As mentioned in the question the wave is travelling along the x-direction. Also, the electric field is in the y-direction (j unit vector is mentioned in the question). Therefore combining the given information and that the electric field and magnetic field are always perpendicular to each other, we can determine the magnetic field to be along the z-direction.

To solve the problem using the relation between the magnetic field, electric field, and speed of light. The relation is given by,
${\text{B = }}\dfrac{{\text{E}}}{{\text{c}}}$
Where B is the magnetic field, E is the electric field and c is the speed of light.

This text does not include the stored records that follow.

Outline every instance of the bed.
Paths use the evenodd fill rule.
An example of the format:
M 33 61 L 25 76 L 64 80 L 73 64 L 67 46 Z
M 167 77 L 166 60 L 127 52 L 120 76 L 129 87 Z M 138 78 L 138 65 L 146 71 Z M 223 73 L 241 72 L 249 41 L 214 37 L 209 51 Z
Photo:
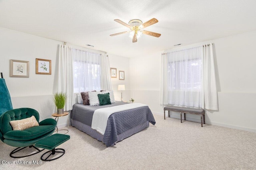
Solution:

The given information is mentioned below
The frequency of the electromagnetic wave is equal to ${\text{25 MHz}}$
Electric field, ${E_y} = 6.3{\text{ V/m}}$
Speed of light, $c = 3 \times {10^8}{\text{ m/s}}$
We have to determine the value of the magnetic field at this point.
Therefore we get,
${{\text{B}}_z}{\text{ = }}\dfrac{{\text{E}}}{{\text{c}}}$
$ \Rightarrow {{\text{B}}_z}{\text{ = }}\dfrac{{6.3{\text{ V/m}}}}{{3 \times {{10}^8}{\text{ m/s}}}}$
$ \Rightarrow {{\text{B}}_z}{\text{ = }}2.1 \times {10^{ - 8}}T$
We know that ${10^{ - 6}}T = 1\mu T$
Therefore we get, ${{\text{B}}_z}{\text{ = 0}}{\text{.021}} \times \mu T$
The value of the magnetic field in the z-direction is ${{\text{B}}_z}{\text{ = 0}}{\text{.021}} \times \mu T$

Note:
Using the relation between electric field, magnetic field, and the speed of light we have been able to calculate the value of the magnetic field. The direction of the magnetic field was determined by using the knowledge that the electric field and magnetic field are always perpendicular to each other. Another important note is that not all values mentioned in the question need to be taken into consideration.